SUMMARY

Polyploidy is an abnormal condition in which there is a larger-than-normal number of chromosome sets. Polyploids such as triploids (3n) and tetraploids (4n) are common among plants and are represented even among animals. Organisms with an odd number of chromosome sets are sterile because not every chromosome has a partner at meiosis. Unpaired chromosomes attach randomly to the poles of the cell in meiosis, leading to unbalanced sets of chromosomes in the resulting gametes. Such unbalanced gametes do not yield viable progeny. In polyploids with an even number of sets, each chromosome has a potential pairing partner and hence can produce balanced gametes and progeny. Polyploidy can result in an organism of larger dimensions; this discovery has permitted important advances in horticulture and in crop breeding.

In plants, allopolyploids (polyploids formed by combining chromosome sets from different species) can be made by crossing two related species and then doubling the progeny chromosomes through the use of colchicine or through somatic cell fusion. These techniques have potential applications in crop breeding because allopolyploids combine the features of the two parental species.

When cellular accidents change parts of chromosome sets, aneuploids result. Aneuploidy itself usually results in an unbalanced genotype with an abnormal phenotype. Examples of aneuploids include monosomics (2n– 1) and trisomics (2n+ 1). Down syndrome (trisomy 21), Klinefelter syndrome (XXY), and Turner syndrome (XO) are well-documented examples of aneuploid conditions in humans. The spontaneous level of aneuploidy in humans is quite high and accounts for a large proportion of genetically based ill health in human populations. The phenotype of an aneuploid organism depends very much on the particular chromosome affected. In some cases, such as human trisomy 21, there is a highly characteristic constellation of associated phenotypes.

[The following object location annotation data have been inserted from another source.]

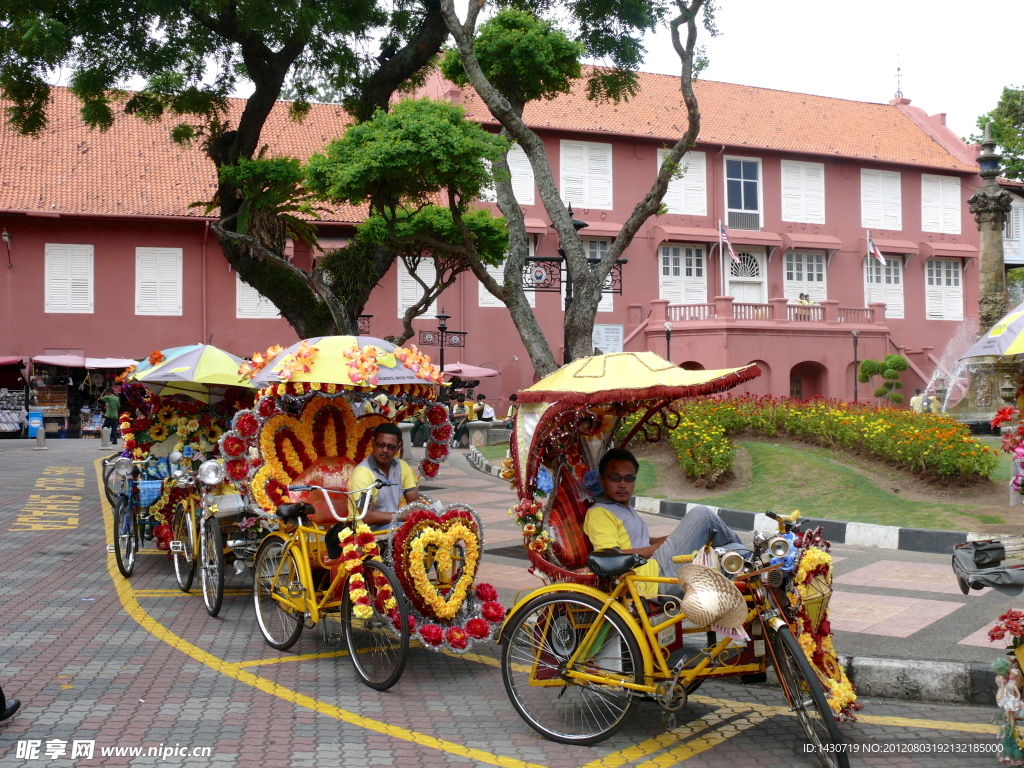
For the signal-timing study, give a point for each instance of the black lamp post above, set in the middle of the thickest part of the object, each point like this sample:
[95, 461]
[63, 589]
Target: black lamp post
[856, 373]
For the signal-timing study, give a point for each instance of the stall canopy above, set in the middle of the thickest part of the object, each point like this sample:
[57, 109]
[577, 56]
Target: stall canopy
[77, 360]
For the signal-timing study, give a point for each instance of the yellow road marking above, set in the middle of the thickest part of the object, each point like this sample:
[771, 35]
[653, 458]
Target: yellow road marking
[233, 671]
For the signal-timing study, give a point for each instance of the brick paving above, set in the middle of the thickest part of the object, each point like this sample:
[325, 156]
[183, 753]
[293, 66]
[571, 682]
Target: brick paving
[133, 663]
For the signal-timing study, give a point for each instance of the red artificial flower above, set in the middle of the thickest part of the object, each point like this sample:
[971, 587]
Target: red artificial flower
[432, 634]
[232, 445]
[478, 628]
[485, 592]
[436, 415]
[246, 425]
[494, 611]
[237, 468]
[1003, 415]
[457, 637]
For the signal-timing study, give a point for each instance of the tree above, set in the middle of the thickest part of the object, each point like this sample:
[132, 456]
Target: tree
[190, 55]
[1008, 130]
[889, 369]
[402, 163]
[605, 29]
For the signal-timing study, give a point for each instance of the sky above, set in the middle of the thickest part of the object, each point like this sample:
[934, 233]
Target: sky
[954, 57]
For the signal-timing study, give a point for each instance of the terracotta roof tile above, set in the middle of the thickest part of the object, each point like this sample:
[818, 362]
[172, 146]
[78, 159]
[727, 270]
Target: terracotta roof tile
[134, 168]
[742, 116]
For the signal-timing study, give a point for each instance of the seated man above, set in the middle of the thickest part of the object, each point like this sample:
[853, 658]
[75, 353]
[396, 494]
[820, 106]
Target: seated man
[382, 464]
[612, 523]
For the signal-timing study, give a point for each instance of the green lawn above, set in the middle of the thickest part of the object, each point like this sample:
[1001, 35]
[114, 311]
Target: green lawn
[785, 478]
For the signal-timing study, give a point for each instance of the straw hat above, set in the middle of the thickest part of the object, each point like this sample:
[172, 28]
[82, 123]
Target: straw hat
[710, 598]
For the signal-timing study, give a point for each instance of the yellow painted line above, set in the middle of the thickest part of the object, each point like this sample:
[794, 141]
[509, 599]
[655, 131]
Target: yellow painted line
[233, 671]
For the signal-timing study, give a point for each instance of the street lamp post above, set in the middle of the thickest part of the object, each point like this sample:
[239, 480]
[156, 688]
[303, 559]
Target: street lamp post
[856, 337]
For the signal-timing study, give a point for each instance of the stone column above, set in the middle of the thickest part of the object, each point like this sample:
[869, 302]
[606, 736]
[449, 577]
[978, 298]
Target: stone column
[990, 206]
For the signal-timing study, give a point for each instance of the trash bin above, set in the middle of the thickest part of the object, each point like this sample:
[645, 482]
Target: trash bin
[35, 422]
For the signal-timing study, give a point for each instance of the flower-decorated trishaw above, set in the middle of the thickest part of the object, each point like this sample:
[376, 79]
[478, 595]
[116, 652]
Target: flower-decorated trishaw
[579, 652]
[320, 403]
[180, 402]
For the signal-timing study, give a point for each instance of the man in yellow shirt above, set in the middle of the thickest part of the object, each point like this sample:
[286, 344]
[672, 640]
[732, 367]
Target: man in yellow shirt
[612, 523]
[383, 464]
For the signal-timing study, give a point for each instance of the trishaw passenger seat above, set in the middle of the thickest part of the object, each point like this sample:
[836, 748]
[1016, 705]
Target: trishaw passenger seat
[568, 508]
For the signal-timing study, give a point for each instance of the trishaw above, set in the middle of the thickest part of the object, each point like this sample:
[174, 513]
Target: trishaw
[580, 652]
[181, 400]
[293, 453]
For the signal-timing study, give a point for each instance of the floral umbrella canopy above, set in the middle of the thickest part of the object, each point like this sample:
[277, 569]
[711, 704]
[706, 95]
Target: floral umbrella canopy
[352, 361]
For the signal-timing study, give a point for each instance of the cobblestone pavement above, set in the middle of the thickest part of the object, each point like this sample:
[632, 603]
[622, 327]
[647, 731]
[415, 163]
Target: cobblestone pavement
[119, 664]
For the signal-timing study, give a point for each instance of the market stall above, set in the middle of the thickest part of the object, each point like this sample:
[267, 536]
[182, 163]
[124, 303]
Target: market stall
[13, 414]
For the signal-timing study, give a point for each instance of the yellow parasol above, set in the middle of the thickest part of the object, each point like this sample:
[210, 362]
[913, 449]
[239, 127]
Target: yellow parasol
[631, 376]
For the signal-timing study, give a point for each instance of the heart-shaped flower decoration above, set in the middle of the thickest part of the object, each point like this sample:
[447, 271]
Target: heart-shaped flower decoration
[435, 557]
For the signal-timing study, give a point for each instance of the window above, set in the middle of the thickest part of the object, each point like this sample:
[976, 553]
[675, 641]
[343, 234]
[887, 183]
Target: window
[587, 174]
[880, 200]
[683, 279]
[687, 195]
[804, 192]
[69, 279]
[158, 281]
[410, 291]
[485, 298]
[742, 194]
[250, 303]
[885, 284]
[595, 251]
[943, 290]
[940, 204]
[805, 272]
[522, 178]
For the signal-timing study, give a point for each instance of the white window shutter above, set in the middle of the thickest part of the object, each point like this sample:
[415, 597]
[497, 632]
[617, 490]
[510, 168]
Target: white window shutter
[931, 204]
[599, 175]
[573, 172]
[522, 175]
[793, 192]
[410, 291]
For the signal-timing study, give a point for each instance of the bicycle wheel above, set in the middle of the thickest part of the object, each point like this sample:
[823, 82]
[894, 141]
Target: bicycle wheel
[125, 536]
[536, 644]
[275, 577]
[807, 698]
[377, 646]
[183, 529]
[211, 553]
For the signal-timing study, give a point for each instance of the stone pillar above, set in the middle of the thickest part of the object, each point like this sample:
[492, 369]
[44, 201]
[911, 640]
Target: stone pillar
[990, 206]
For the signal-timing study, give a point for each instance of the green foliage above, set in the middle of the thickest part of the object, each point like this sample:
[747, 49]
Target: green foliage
[273, 186]
[406, 157]
[889, 369]
[1008, 130]
[414, 230]
[524, 58]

Most instances of aneuploidy result from accidental chromosome missegregation at meiosis (nondisjunction). The error is spontaneous and can occur in any particular meiocyte at the first or second division. In humans, a maternal-age effect is associated with nondisjunction of chromosome 21, resulting in a higher incidence of Down syndrome in the children of older mothers.

The other general category of chromosome mutations comprises structural rearrangements, which include deletions, duplications, inversions, and translocations. These changes result either from breakage and incorrect reunion or from crossing over between repetitive elements (nonallelic homologous recombination). Chromosomal rearrangements are an important cause of ill health in human populations and are useful in engineering special strains of organisms for experimental and applied genetics. In organisms with one normal chromosome set plus a rearranged set (heterozygous rearrangements), there are unusual pairing structures at meiosis resulting from the strong pairing affinity of homologous chromosome regions. For example, heterozygous inversions show loops, and reciprocal translocations show cross-shaped structures. Segregation of these structures results in abnormal meiotic products unique to the rearrangement.

A deletion is the loss of a section of chromosome, either because of chromosome breaks followed by loss of the intervening segment or because of segregation in heterozygous translocations or inversions. If the region removed in a deletion is essential to life, a homozygous deletion is lethal. Heterozygous deletions may be lethal because of chromosomal imbalance or because they uncover recessive deleterious alleles, or they may be nonlethal. When a deletion in one homolog allows the phenotypic expression of recessive alleles in the other, the unmasking of the recessive alleles is called pseudodominance.

Duplications are generally produced from other rearrangements or by aberrant crossing over. They also unbalance the genetic material, producing a deleterious phenotypic effect or death of the organism. However, duplications can be a source of new material for evolution because function can be maintained in one copy, leaving the other copy free to evolve new functions.

An inversion is a 180-degree turn of a part of a chromosome. In the homozygous state, inversions may cause little problem for an organism unless heterochromatin brings about a position effect or one of the breaks disrupts a gene. On the other hand, inversion heterozygotes show inversion loops at meiosis, and crossing over within the loop results in inviable products. The crossover products of pericentric inversions, which span the centromere, differ from those of paracentric inversions, which do not, but both show reduced recombinant frequency in the affected region and often result in reduced fertility.

A translocation moves a chromosome segment to another position in the genome. A simple example is a reciprocal translocation, in which parts of nonhomologous chromosomes exchange positions. In the heterozygous state, translocations produce duplication-and-deletion meiotic products, which can lead to unbalanced zygotes. New gene linkages can be produced by translocations. The random segregation of centromeres in a translocation heterozygote results in 50 percent unbalanced meiotic products and, hence, 50 percent sterility (semisterility).